# EDA and Data Wrangling

## Revisiting the Reservations

---

Originally, I used this notebook to perform EDA with the intention of using the dataset only for classifying whether a reservation would cancel.

Now, as part of my efforts to revisit and revamp this overall repository and workflow, I am adapting it for broader uses, such as regression modeling and time series forecasting.

The end goal is to have a comprehensive overview of the data and to be flexible enough to handle different workflows.

**Warning: Work-in-Progress**

As this is a revamp of the original workbook, some of the code and comments may be outdated.
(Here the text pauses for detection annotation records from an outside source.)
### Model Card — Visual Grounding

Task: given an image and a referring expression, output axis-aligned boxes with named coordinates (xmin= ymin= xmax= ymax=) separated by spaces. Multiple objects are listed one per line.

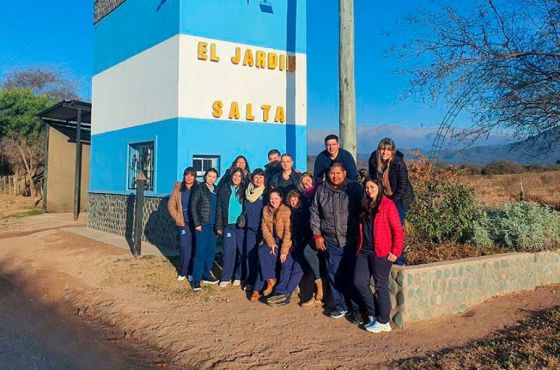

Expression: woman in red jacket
xmin=354 ymin=179 xmax=404 ymax=333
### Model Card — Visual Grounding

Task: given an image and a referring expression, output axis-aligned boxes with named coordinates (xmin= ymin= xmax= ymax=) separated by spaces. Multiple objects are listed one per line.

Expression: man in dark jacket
xmin=310 ymin=162 xmax=362 ymax=319
xmin=313 ymin=134 xmax=357 ymax=183
xmin=270 ymin=153 xmax=301 ymax=199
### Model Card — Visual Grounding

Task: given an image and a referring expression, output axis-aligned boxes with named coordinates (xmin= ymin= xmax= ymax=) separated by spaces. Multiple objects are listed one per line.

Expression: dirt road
xmin=0 ymin=216 xmax=560 ymax=368
xmin=0 ymin=279 xmax=162 ymax=370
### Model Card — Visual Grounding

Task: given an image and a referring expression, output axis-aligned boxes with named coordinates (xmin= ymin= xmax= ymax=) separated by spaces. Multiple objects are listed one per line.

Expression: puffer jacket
xmin=189 ymin=183 xmax=213 ymax=227
xmin=167 ymin=182 xmax=185 ymax=227
xmin=358 ymin=196 xmax=404 ymax=257
xmin=368 ymin=150 xmax=414 ymax=205
xmin=309 ymin=180 xmax=362 ymax=247
xmin=261 ymin=204 xmax=292 ymax=254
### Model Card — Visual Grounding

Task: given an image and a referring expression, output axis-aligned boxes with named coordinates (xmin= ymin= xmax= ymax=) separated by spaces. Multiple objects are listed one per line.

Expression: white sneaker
xmin=218 ymin=281 xmax=229 ymax=288
xmin=364 ymin=316 xmax=377 ymax=330
xmin=366 ymin=321 xmax=391 ymax=334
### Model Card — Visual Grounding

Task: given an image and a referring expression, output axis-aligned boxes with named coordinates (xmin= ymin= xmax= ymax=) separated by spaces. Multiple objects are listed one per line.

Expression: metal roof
xmin=37 ymin=100 xmax=91 ymax=143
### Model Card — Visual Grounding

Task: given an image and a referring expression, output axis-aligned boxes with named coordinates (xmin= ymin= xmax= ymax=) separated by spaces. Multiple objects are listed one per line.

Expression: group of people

I intend to update and clarify all steps in time, but there may be some parts that are out of place while I clean things up.

---

**Of Demand and Cancellations**

*This was the initial intro to the notebook with a focus on classification modeling.*

>**Every aspect of hospitality depends on accurately anticipating business demand**: how many rooms to clean; how many rooms are available to sell; what would be the best rate; and how to bring it all together to make every guest satisfied. 
>
> Proper forecasting is critical to every department and staff member, and to generate our forecasts, **hotel managers need to know how many guests will cancel prior to arrival**. Using data from two European hotels, I developed a model to predict whether a given reservation would cancel based on 30 different reservation details.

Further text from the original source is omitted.